Automating Searches

Chris Uppal · Jan 6, 2007

nowwho said:
While the legal information is handy and can (more than likely will) be
included in the report, is there any suggestions on how to tackle the
coding of the problem or suggestions as to where I can look for further
information?

Unfortunately, it appears that Google suspended their Search API last month
(http://code.google.com/apis/soapsearch/), so you will probably have to use
some sort of screen scraping.

If you want to do it in Java (rather than, say, by using command-line tools
such as wget or curl) then you'll need an HTTP client package. Java comes with
one (start with java.net.URL), but it has been said here that Google blocks
access via that, so you may be better off using a different, and more general,
package such as the Jakarta HTTP client
http://jakarta.apache.org/commons/httpclient/

Then, once you have worked out how to download data, you will need to parse it
to find the links you want. Parsing HTML with anything like reliability is not
easy (but you may not need much reliability in this case); you may find this
page of HTML parsers useful.
http://www.java-source.net/open-source/html-parsers

-- chris

Chris Uppal · Jan 6, 2007

John Ersatznom wrote:

[me:]

All of this depends on what constitutes "stealing" their data. Copying
it and publishing it? Sort of -- it's some kind of infringement but not
really "theft".

I don't particularly want to focus on what word(s) best fit the malefaction.
I'll stick with the general purpose "abuse" (which doesn't necessarily even
imply illegality).

Merely doing with one mouse click or zero what you'd do anyway with
twenty keypresses? I don't see how the amount of clacking emanating from
someone's workstation at location A is in any way relevant to Google as
long as a) a single user isn't suddenly hogging their resources and b)
the user is using the results "normally" rather than to compete with
Google or whatever.

Here you are mentioning only one aspect of the abuse (as it might appear to
Google) -- namely overuse of their resources. And I doubt if they are too
worried about that (within reason, of course). But almost /any/ automated
scanning of their database is an abuse in another sense: they make that data
available to people (not machines) in order to make money off it. Their (only,
as far as I know) source of cash is directly or indirectly from the advertising
they include with the search results. If you don't see the advertising then
you are using their resources and data without paying for them. How could they
/not/ want to minimise that ?

The red flags that would make them look into their logfiles would be a)
excessive bandwidth use and b) a Google clone or whatever springing up
all of a sudden and competing for their revenue streams.

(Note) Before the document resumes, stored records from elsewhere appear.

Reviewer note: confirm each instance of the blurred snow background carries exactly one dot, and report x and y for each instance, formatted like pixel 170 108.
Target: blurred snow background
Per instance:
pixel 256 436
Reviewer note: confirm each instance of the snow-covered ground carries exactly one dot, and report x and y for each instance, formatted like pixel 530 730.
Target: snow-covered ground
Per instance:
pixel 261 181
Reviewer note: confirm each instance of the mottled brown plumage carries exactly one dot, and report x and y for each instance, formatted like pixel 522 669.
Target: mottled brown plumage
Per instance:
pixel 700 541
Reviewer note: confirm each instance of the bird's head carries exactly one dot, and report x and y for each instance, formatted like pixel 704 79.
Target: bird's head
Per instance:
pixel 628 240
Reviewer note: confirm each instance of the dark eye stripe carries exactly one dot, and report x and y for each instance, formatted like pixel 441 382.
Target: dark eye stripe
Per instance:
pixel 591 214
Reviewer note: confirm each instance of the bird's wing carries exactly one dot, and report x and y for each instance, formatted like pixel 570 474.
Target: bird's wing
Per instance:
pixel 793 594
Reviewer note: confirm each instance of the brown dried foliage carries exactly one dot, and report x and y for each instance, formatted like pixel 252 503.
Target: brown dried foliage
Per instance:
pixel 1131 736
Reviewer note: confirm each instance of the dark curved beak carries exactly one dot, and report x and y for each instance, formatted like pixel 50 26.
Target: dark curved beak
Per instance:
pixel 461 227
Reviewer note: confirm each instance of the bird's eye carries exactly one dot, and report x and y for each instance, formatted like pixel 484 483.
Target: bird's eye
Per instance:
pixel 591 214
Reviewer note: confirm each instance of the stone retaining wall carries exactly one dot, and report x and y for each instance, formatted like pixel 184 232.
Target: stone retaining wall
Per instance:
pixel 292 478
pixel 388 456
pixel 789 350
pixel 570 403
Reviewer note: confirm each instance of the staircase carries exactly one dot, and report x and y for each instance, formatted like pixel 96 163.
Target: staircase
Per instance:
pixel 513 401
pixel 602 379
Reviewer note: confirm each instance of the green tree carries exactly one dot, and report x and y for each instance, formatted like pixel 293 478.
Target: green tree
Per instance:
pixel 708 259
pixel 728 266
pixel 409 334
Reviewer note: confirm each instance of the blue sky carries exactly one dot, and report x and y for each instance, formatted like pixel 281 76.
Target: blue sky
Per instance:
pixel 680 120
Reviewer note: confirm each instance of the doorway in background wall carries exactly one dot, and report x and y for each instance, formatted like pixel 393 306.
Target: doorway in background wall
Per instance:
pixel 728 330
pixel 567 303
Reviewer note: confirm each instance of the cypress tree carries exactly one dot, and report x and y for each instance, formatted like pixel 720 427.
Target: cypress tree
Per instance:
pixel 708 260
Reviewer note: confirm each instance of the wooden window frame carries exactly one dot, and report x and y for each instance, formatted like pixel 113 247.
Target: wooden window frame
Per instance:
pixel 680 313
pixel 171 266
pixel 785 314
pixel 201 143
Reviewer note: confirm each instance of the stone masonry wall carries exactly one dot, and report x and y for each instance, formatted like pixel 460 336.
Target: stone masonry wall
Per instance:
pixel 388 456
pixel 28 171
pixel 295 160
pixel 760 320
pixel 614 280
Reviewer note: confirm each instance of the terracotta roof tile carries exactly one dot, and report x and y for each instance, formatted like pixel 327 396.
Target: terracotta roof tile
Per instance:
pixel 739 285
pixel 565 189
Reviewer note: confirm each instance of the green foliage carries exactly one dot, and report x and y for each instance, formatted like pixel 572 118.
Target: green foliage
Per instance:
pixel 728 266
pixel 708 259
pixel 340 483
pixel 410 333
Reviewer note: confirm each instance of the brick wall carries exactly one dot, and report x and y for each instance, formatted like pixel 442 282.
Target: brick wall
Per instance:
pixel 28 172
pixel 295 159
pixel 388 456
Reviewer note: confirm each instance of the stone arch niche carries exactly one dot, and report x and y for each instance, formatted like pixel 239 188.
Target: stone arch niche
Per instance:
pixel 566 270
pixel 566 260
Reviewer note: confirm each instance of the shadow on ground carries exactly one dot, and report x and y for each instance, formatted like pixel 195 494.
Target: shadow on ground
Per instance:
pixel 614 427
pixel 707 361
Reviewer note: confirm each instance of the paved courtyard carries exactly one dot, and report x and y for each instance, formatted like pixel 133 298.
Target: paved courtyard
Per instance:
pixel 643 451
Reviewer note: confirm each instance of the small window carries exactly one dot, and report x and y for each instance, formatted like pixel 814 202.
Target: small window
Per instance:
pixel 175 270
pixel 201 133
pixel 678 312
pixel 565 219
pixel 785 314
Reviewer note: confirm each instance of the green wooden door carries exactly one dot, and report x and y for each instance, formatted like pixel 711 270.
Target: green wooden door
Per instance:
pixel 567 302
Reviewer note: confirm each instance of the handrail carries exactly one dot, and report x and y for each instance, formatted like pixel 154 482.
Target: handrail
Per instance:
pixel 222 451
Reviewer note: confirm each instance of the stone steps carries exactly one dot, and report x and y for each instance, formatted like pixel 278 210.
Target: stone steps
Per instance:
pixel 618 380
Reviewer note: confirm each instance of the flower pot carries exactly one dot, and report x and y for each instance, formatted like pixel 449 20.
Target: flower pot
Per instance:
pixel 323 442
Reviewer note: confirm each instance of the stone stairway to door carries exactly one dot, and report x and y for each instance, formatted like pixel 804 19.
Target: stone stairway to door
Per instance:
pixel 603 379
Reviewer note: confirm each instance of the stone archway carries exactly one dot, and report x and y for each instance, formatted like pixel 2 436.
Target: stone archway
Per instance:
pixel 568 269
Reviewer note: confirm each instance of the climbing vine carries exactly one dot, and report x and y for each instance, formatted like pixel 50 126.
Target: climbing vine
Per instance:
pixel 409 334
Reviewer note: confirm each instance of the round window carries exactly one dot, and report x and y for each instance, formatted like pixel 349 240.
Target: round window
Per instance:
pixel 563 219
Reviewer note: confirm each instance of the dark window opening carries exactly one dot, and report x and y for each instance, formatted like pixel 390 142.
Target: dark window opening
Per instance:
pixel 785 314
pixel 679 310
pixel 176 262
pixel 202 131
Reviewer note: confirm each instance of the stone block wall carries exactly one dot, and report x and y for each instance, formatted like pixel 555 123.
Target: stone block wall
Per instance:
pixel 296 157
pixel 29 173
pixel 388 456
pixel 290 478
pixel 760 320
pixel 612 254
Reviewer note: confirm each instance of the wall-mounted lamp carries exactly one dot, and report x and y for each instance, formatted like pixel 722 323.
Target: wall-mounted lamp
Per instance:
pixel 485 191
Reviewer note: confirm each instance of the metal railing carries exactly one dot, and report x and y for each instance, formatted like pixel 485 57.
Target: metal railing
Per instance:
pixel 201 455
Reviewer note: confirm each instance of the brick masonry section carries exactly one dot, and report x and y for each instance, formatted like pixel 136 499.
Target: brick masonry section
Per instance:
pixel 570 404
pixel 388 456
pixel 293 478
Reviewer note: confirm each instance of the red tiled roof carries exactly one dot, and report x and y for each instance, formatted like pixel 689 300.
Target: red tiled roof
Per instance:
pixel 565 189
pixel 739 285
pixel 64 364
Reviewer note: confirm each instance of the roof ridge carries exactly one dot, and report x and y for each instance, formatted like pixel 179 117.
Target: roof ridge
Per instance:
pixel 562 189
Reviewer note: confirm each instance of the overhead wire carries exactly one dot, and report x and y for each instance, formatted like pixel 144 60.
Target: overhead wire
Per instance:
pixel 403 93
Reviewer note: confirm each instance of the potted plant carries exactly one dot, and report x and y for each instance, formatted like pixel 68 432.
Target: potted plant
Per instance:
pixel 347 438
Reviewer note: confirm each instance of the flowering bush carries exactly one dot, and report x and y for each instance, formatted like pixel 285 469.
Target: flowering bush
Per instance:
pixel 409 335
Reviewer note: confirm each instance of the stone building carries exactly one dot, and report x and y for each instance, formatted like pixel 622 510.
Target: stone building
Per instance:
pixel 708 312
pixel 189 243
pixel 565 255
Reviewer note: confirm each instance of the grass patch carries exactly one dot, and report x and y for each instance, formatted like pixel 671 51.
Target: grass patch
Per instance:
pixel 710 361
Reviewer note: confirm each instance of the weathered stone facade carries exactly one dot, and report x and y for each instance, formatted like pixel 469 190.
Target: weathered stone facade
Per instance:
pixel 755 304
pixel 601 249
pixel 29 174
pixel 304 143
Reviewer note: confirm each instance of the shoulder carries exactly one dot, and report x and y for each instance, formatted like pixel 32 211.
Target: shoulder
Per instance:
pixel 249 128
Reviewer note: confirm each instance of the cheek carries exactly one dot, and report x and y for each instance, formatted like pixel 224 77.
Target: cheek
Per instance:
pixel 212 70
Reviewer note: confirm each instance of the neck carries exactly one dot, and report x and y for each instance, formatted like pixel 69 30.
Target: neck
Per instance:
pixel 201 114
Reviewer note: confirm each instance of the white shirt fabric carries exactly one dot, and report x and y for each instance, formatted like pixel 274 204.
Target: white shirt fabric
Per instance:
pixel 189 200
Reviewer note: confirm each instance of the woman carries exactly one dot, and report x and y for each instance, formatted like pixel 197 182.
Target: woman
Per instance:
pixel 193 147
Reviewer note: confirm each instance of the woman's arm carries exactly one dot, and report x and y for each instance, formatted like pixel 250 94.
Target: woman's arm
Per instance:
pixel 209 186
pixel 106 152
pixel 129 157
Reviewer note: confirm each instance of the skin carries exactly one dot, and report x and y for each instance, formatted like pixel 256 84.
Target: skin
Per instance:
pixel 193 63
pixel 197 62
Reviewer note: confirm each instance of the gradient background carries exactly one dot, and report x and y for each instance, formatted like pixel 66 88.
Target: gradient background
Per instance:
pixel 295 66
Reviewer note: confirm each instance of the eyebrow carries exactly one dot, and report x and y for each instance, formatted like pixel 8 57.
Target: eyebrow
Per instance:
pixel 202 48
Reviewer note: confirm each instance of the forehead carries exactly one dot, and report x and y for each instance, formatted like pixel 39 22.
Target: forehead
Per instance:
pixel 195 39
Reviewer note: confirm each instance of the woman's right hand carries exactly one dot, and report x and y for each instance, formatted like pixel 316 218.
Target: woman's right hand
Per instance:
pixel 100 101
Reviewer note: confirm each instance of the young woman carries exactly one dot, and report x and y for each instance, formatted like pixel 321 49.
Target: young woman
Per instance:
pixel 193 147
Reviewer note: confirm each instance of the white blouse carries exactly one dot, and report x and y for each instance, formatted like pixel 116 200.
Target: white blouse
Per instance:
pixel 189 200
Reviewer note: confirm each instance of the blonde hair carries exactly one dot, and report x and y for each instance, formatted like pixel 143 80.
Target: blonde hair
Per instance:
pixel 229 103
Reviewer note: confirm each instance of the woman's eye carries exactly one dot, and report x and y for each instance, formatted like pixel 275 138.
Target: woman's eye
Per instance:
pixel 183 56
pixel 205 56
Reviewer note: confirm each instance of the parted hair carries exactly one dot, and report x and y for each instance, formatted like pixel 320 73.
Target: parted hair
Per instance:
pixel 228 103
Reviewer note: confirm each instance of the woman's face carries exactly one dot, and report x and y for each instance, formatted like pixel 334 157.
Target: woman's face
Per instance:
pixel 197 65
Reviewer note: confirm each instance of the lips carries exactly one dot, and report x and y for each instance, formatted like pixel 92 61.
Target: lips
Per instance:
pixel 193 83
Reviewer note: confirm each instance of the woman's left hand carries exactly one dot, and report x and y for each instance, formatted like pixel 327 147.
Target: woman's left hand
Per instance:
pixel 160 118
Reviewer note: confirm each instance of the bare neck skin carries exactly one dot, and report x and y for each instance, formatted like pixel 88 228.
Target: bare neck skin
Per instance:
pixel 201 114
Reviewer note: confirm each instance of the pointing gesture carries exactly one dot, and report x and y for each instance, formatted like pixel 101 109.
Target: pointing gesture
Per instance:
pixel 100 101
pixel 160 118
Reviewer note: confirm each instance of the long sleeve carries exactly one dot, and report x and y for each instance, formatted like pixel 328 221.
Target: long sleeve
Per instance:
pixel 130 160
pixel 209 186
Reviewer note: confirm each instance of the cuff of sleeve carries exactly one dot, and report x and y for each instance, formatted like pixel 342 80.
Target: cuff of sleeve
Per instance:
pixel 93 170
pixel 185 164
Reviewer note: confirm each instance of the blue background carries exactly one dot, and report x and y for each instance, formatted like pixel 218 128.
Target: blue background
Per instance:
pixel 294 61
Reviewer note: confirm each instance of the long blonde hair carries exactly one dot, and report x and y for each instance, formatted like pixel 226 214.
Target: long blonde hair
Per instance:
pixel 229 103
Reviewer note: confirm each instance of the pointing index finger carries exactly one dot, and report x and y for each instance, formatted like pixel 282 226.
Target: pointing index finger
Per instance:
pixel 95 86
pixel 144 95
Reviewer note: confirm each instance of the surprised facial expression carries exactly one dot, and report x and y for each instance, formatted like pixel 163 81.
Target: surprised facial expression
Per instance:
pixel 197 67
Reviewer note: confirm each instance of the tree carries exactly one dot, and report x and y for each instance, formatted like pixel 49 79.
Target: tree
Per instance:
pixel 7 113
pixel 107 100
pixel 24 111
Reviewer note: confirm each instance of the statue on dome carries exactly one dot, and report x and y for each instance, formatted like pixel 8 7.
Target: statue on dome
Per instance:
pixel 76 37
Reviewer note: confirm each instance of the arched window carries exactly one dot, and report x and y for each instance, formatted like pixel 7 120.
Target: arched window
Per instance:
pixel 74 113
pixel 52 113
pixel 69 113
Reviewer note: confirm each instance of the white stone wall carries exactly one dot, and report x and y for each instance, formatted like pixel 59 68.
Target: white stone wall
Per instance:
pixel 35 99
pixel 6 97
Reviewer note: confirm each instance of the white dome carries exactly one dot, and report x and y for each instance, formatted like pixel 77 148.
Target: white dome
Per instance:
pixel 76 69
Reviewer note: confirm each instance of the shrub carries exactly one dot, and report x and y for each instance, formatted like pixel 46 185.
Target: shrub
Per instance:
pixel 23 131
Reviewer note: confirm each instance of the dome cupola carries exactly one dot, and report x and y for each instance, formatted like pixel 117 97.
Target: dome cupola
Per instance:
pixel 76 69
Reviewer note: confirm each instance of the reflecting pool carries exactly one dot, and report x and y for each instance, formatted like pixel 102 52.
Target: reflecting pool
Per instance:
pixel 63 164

Or anything else that suggests that the search results are not being read by a
human...

Of course, they own the servers, they pay the (probably massive) network costs
and other data-centre costs, so it's up to them what they consider "fair". If
they choose to object to people called "Chris" using their services, then
that's up to them -- I have no real right to complain -- they can be as
arbitrary as they like. Naturally, since they want to make money, they can't
be too very arbitrary (and aren't), but by the same token, they do have good
reasons to (try to) protect their services from freeloaders.

-- chris

Lew · Jan 7, 2007

Chris said:
Of course, they own the servers, they pay the (probably massive) network costs
and other data-centre costs, so it's up to them what they consider "fair". If
they choose to object to people called "Chris" using their services, then
that's up to them -- I have no real right to complain -- they can be as
arbitrary as they like. Naturally, since they want to make money, they can't
be too very arbitrary (and aren't), but by the same token, they do have good
reasons to (try to) protect their services from freeloaders.

I am not sure if name-bigotry is covered, but in many countries discrimination
in the provision of goods or services for certain factors like race, religion,
national origin, physical or mental disabilities and some other like
attributes is illegal. The legal principle rests in part on whether a trait is
innate, like national origin, or voluntary, like whether to wear a beard (for
most). This in no wise invalidates points others have made in this thread
except to point out that legal niceties punch exceptions into many broad
generalizations about these topics.

The legal question of data ownership carries many perilous implications. Does
Google own the information, or merely its representation? Is that
representation limited to its appearance on the screen, or does its specific
storage in their databases qualify? What about the source whence came Google's
data - when they scraped information off foo.com to include it in their data,
did they violate foo.com's owner's intellectual property rights? If I scraped
foo.com and came up with similar information to Google's in a similar data
structure (because data structures are "obvious" to a competent software
engineer), have I violated any of Google's IP rights?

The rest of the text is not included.